Sehari kemudian, sabtu siang, aku menulis status lagi, masih berkaitan dengan harta. Tentang galaunya rasa hatiku sendiri.
Tertatih menggapai kebaikan, saat syaratnya adalah mampu memberikan apa yg kucintai. Selama ini, aku baru belajar berbuat baik. Rabbi, mampukan.
Lantana lul birro hatta tunfiquu mimma tuhibbun
Itu adalah bunyi awal juz 4 atau surat Ali Imran 92.
Ajaib! Tadi malam, Allah langsung memberikan kesempatan padaku untuk ‘berlatih’. Tentang harta.
Ya. Beberapa waktu lalu dengan yakin kami ingin melepas rumah seluas 140m2 di tengah ibukota pada seseorang yang kami harapkan dapat memetik manfaat optimal dari rumah itu. Seorang anak muda yang kini sudah memiliki keluarga kecil sendiri. Tapi dia memiliki ibu yang sudah janda, dan rumah itu dekat sekali dengan rumah ibunya. Oleh karena dia merasa belum terlalu mampu membeli dengan harga sewajarnya, kami lepas dengan harga sangat miring, hanya 75% dari NJOP. Itupun dibayar dengan tunai berjangka 2 tahun.
Lalu, godaan itu datang.
Pertama, saat mengambil slip PBB tahun ini. Ternyata NJOP dari rumah tersebut meningkat drastis, sehingga kalau dihitung2, harga yang akan kami lepas itu hanya 66% dari NJOP.
“Wajar gak sih, Mas, rumah dijual dengan harga di bawah NJOP?”, tanyaku
“Nggak sih, biasanya ya lebih tinggi dari NJOP. Kepepetnya ya sama dengan NJOP.” Jawabnya.
Hmm, hmm, harus ikhlas…, harus ikhlas… suara batinku memotivasi diri.
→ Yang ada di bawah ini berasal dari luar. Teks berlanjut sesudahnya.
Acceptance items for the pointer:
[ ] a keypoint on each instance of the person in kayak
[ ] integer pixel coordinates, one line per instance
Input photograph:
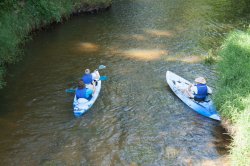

Lalu, godaan itu datang lagi.
Tiba-tiba tadi malam, ada tetangga (di rumah lama) menelpon, “Bu, rumahnya jadi dijual gak? Ini ada yang berminat, Dia mau bayar cash, dengan harga bagus banget, seperti yang dulu Ibu tawarkan. Kan saya dengar2 yang mau beli via ibu, bayarnya gak cash ya?”
Aku memang sempat nitip rumah itu untuk dijualkan dengan harga 107% atau di atas sedikit dari NJOP tahun lalu.
Terbayang keuntungan berlipat ratusan juta, cash pula.
Terbayang kami akan segera punya uang cukup banyak, tak perlu repot-repot pinjam dari bank untuk renovasi rumah yang sekarang.
Tapi, itulah godaan.
Kembali terngiang pada 2 status yang sempat terpasang. Subhanallah, rupanya doaku langsung didengar Allah. Aku langsung dilatih-Nya, untuk belajar berbuat kebaikan.
Sempat aku berkomunikasi dengan anak muda calon pembeli yang memang sudah cukup akrab itu (karena mantan tetangga jaman dia sekolah dulu). Dia sendiri, karena hatinya juga peka, tidak memaksakan untuk diteruskan, jika memang kami akan membatalkan pembelian dari mereka. Meskipun sudah ada pembicaraan cukup serius. Meskipun dia sendiri bahkan sudah menyetor uang cukup banyak. Dia malah berkata, “Nanti kubicarakan sama istriku ya mbak. Aku juga ndak enak sama Mas dan Mbak kalau ada yang nawar lebih tinggi. Siapa tau rejeki Mas dan Mbak di harga yang lebih tinggi itu. Kan kita juga gak boleh menghambat rezeki seseorang mbak, itu kata istriku. Meski jujur aku dan istri berharap sekali dapat memiliki rumah itu”.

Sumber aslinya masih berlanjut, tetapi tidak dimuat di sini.